Data Extraction - Guide
Objective
The following is a guide on finetuning a model for data extraction tasks using the Llama-3.2-3B-Completion model, which excels at understanding natural language and extracting structured data from unstructured text.
Finetuning Preparation
Please refer to the in-depth guide on Finetuning on Emissary here - Quickstart Guide.
Create Model Service
Navigate to Dashboard arriving at Model Services, the default page on the Emissary platform.
- Click + NEW SERVICE in the dashboard.
- In the pop-up, enter a new model service name, and click CREATE.
Uploading Datasets
A tile is created for your task. Click Manage to enter the task workspace.
- Click MANAGE in the Datasets Available tile.
- Click on + UPLOAD DATASET and select training and test datasets.
- Name datasets clearly to distinguish between training and test data (e.g., extraction_train_jsonl, extraction_test_jsonl).
Important Note: For LLM models, it is recommended to use JSON Lines (.jsonl) format.
Model Finetuning
Now, go back one panel by clicking OVERVIEW and then click MANAGE in the Training Jobs tile.
Here, we’ll kick off finetuning. The shortest path to finetuning a model is by clicking +NEW TRAINING JOB, naming the output model, picking a backbone (base model), selecting the training dataset (you must have uploaded it in the step before), and finally hitting START NEW TRAINING JOB.
Selecting Base Model
-
For Data Extraction, the Llama 3.2-3B-Completion model is recommended.
-
A custom function that compares two lists and gives a matching extraction score has been provided. Uncomment extraction score to use.

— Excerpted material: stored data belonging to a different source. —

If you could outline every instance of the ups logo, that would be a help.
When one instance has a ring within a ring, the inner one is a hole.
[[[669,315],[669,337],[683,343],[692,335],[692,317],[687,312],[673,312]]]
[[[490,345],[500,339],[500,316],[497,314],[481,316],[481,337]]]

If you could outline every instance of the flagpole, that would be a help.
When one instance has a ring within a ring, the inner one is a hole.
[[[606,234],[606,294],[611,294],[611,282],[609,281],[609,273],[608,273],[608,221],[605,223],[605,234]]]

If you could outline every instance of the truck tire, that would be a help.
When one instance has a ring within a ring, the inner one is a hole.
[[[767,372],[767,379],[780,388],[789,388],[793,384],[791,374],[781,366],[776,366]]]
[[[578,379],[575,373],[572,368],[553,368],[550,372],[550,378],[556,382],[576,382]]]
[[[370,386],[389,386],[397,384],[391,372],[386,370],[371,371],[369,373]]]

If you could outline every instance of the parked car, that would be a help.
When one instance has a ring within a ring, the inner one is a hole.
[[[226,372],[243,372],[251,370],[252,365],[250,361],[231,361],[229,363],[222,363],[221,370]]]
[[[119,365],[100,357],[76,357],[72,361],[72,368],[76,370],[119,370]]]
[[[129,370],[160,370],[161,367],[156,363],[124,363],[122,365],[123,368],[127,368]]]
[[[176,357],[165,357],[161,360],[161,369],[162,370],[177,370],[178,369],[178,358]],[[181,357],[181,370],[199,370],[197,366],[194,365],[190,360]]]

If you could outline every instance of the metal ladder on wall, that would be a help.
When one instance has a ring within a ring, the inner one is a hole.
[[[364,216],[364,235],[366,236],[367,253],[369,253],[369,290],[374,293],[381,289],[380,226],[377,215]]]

Training Parameter Configuration
Please refer to the in-depth guide on configuring training parameters here - Finetuning Parameter Guide.
Model Monitoring & Evaluation
Using Test Datasets
Including a test dataset allows you to evaluate the model's performance during training.
- Per Epoch Evaluation: The platform evaluates the model at each epoch using the test dataset.
- Metrics and Outputs: View evaluation metrics and generated outputs for test samples.
- Post completion of training, check results in Training Job --> Artifacts.
Evaluation Metric Interpretation
- Accuracy: Indicates the percentage of correct predictions.
- F1 Score: Balances precision and recall; useful for imbalanced datasets.
- Custom Metrics: Define custom metrics in the testing script to suit your evaluation needs.
Deployment
Refer to the in-depth walkthrough on deploying a model on Emissary here - Deployment Guide.
Deploying your models allows you to serve them and integrate them into your applications.
Finetuned Model Deployment
- Navigate to the Training Jobs Page. From the list of the finetuning jobs, select the one you want to deploy.
- Go to the ARTIFACTS tab.
- Select a Checkpoint to Deploy.
Parameter Recalibration
Adjust parameters like do_sample, temperature, max_new_tokens, etc. to finetune the model's response behavior.
- do_sample: Enable sampling for more varied outputs.
- temperature: Increase for more creativity, decrease for more deterministic responses.
- max_new_tokens: Limit the length of generated responses.
- top_p and top_k: Control the diversity of the output.
Best Practices
- Start Small: Begin with a smaller dataset to validate your setup.
- Monitor Training: Keep an eye on training logs and metrics.
- Iterative Testing: Use the test dataset to iteratively improve your model.
- Data Format: Use the recommended data formats for your chosen model to ensure compatibility and optimal performance.